00:06:49.200 --> 00:06:52.160
induce actual business failure.

00:06:52.240 --> 00:06:56.280
The best kind of test could be chaos engineering.

00:06:56.290 --> 00:06:59.970
Chaos engineering requires an optimal testing

00:06:59.970 --> 00:07:02.280
environment to be live and continuous.

00:07:02.290 --> 00:07:07.450
Netflix embraces chaos engineering, which led them to create the Simian Army.

00:07:07.460 --> 00:07:08.500
The Chaos Monkey,

00:07:08.500 --> 00:07:13.160
which is a script that imposes failure on random production VMs, would be

00:07:13.160 --> 00:07:17.710
like unplugging a live production server from its power, designed to

00:07:17.710 --> 00:07:20.800
expose assumptions about resilience. By 2013,

00:07:20.800 --> 00:07:24.590
Chaos Monkey had killed over 60,000 instances.

00:07:24.600 --> 00:07:25.660
What did they learn?

00:07:26.100 --> 00:07:31.180
State is bad, clusters good, instance survival is not

00:07:31.180 --> 00:07:33.400
sufficient. But that wasn't enough for them.
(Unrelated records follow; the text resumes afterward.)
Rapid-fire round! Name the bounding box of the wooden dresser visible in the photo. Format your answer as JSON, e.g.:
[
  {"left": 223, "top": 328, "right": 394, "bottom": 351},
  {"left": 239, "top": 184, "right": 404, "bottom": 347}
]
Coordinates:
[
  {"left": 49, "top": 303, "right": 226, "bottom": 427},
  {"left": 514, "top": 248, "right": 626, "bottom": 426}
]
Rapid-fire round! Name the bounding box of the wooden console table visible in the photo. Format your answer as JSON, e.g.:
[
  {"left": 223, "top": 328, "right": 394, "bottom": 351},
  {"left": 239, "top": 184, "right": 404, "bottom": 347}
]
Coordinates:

00:07:33.410 --> 00:07:36.420
Then they created something called Chaos Gorilla, which

00:07:36.430 --> 00:07:39.980
imposed on production availability zones,

00:07:39.990 --> 00:07:43.000
which would be like shutting down a production datacenter.

00:07:43.010 --> 00:07:47.080
This exposed assumptions of deployment topology. Seamless

00:07:47.080 --> 00:07:51.160
recovery is a challenge, rapidly redirected traffic has

00:07:51.170 --> 00:07:52.930
errors. What were the lessons learned?

00:07:53.240 --> 00:07:54.510
Physical, logical,

00:07:54.510 --> 00:07:59.260
virtual disaggregation and compilation where it was necessary. That wasn't

00:07:59.260 --> 00:08:03.380
enough for them, they then imposed something called Chaos Kong, which

00:08:03.390 --> 00:08:08.650
simulated regional failure. When Amazon's DynamoDB service experienced an

00:08:08.650 --> 00:08:13.890
availability issue in the US‑East‑1 region, thanks to its stress testing,

00:08:13.900 --> 00:08:18.790
Netflix's system actually handled traffic failover while other large

00:08:18.790 --> 00:08:23.410
companies were out for 7 to 8 hours. If you really want to get to a high

00:08:23.410 --> 00:08:27.360
level of mature testing, that might be something that you investigate. You

00:08:27.360 --> 00:08:31.700
can actually go to GitHub and download the Chaos Monkey scripts.